Das drittletzte Blatt


Bertine klemmte die Backen zusammen. Das durfte nicht wahr sein. Peti hatte wieder mal die Rolle bis zum drittletzten Blatt abgerollt und jetzt war sie es, die eine neue Rolle auf den Halter schieben musste. Vor allem: Die die alte Rolle entsorgen musste.
Bertine war nicht dran. Peti hatte diesen Trick jetzt das fünfte Mal in sieben Monaten eingesetzt. Bertine klemmte. Sie war nicht dran und wollte nicht dran sein. Hier musste mal was passieren.

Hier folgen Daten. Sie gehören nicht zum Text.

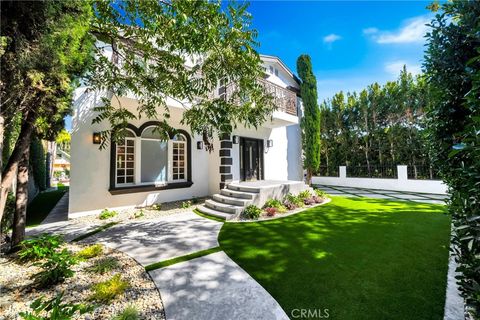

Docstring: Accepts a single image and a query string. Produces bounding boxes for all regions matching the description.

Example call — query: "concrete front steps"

Sie hasste dieses Bild der fast leeren Toilettenpapierrolle, das Ignoranz und Gleichgültigkeit symbolisierte. Sie arbeitete hart und da war es einfach mal selbstverständlichen, dass Peti seinen Teil im Haushalt übernahm. Gut, er saugte. Er wischte. Er brachte Müll. Er kaufte ein. Kochte gelegentlich. Aß wie ein Scheunendrescher und verdaute. Das war die Krux. Er verdaute und verbrauchte Papier. Toilettenpapier. Er konnte zehnmeterweise Papier abrollen und ins Klo stopfen. Fernab von Umweltsorgen. Nur gegen Ende der Rolle wurde er sparsamer. Plötzlich zählte er jedes Blatt, plötzlich konnte er unterscheiden zwischen Vergeudung und Notwendigkeit, zwischen Gedankenlosigkeit und Notdurft.
Bertine hockte jetzt auf der Brille.
Diesmal würde Peti die Rolle holen. 
Bertine begann, die Tageszeitung in Stücke zu reißen und zu zerknittern. Druckerschwärze. Bertines Finger waren schon grau und es roch nach Buchstaben.
Egal. Nachkriegszeit. Vorbei. Egal. Heute war heute und Peti musste umdenken. Handeln. Begreifen.
Peti saß im Rauchzimmer und strich über die fast volle Rolle dreilagigen Papiers, die er  hinter den Kochbüchern versteckt hatte, recycelt, ungebleicht, umweltfreundlich.
Beziehungsschädlich vielleicht. Aber mehr auch nicht. Das Leben war kein Erziehungsprogramm. 
Peti nickte bedächtig, als er die Toilettenspülung hörte.